The Most Famous Character in American Literature?
Some time ago, I visited Louisville, KY to do some research for a novel. I stayed at the grand Seelbach Hotel. First opened in 1905, the Seelbach has hosted nine US presidents, gangster Al Capone, numerous Hollywood celebrities, and most relevant to us, F. Scott Fitzgerald.
Fitzgerald frequently visited the hotel during his Army assignment at nearby Camp Taylor and the establishment clearly made an impression upon him. “In June she married Tom Buchanan of Chicago, with more pomp and circumstance than Louisville ever knew before,” Fitzgerald writes in The Great Gatsby. “He came down with a hundred people in four cars, and hired a whole floor of the Seelbach Hotel.”
The hotel didn’t just serve as the book’s wedding location, it reportedly played a key role in the inspiration for the title character. “George Remus was a Cincinnati gangster known as the ‘King of the Bootleggers,'” writes hotel historian Larry Johnson. “While getting rich running booze northward, he would spend time at the Seelbach for business and pleasure… F. Scott Fitzgerald, who also frequented the Seelbach, was fascinated by Remus, and took the mobster as his inspiration for Jay Gatsby in The Great Gatsby.”
The hotel continues to honor (or capitalize, I reckon, depending on your perspective) its Fitzgerald history to this day. There are suites dedicated to both the author and the character. “Named after F. Scott Fitzgerald’s classic masterpiece, our 1,000-square-foot Gatsby Suite is a perfect example of the exquisite and comfortable surroundings that beckoned Fitzgerald to The Seelbach in 1918,” the hotel’s website proclaims.
Shortly after my wonderful stay at the Seelbach, I traveled to Long Island for a wedding. The Glen Cove Mansion was a lovely old establishment (although the more moden addition was pretty industrial in appearance) overlooking peaceful rolling lawns. You could easily imagine 1920’s flappers playing croquet on those manicured greens. As I checked in, I saw a sign on the counter advertising the hotel’s “Gatsby Package.”
Along with an overnight stay for two, the package included a copy of the book, a map highlighting the surrounding Gold Coast area as depicted in the novel, tennis rentals, and a minature of Gatsby’s roadster.
And all of this Gatsby stuff reminded me of the news that Lindsay Lohan celebrated her 20th birthday in last July with a Great Gatsby themed dinner party held at the Polaroid Beach House in Malibu. The party was sponsored by Life & Style magazine. Hotels, teenybopper actress parties, and so forth, all referring to Gatsby?
So I pose this question: is Jay Gatsby the most famous character in American literature?

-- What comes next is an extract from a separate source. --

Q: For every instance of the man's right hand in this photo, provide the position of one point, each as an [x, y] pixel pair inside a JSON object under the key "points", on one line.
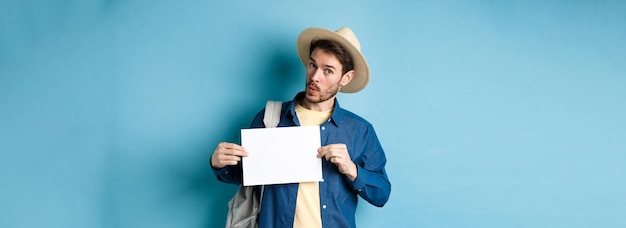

Maybe fame isn’t the proper word. Maybe we should be discussing commercial viability. In addition to the examples mentioned above, the fashion word is replete with references to Gatsby-style. Architecture magazines frequently comment that this mansion would be perfect for one of Gatsby’s parties or that chateau would be a great place for Gatsby and Daisy to have tea. As a representation of an attitude, a fashion, a style of entertaining, is there a more well-known, more commercially utilized literary character?
I’m sure there are tons of Huck Finn Inns along the Mississippi River. And there’s the Tom Sawyer Island at Disney World. And he, of course, got his own Rush song so that goes a long way. Plenty of restaurants make references to Moby Dick, including the oddly named chain of kebab shops in the DC area.
Ernest Hemingway comes close in terms of symbolizing a way of life and a style for the masses. Hell, there’s even a line of furniture designed to conjure up Hemingway attitudes. But he’s an author, not a character.
Hester Prynne is pretty well-known by the American masses. But no fashion designer brags, “The vibrant red colors and the letter screenprinting conjures images of Hester Prynne and the town square.” Holden Caulfield is a cherished character of American lit, but art galleries don’t advertise their exhibitions by promoting “Graffiti art by contemporary masters that evoke the emotions of Holden Caulfied staring at the bathroom wall.”
I certainly can’t think of another character utilized so commerically as Jay Gatsby. Which is ironic given F. Scott Fitzgerald’s chronic financial difficulties. It’s quite a testament to the way Fitzgerald’s most famous novel has permeated our culture. Even people who haven’t read the book understand what the title character symbolized.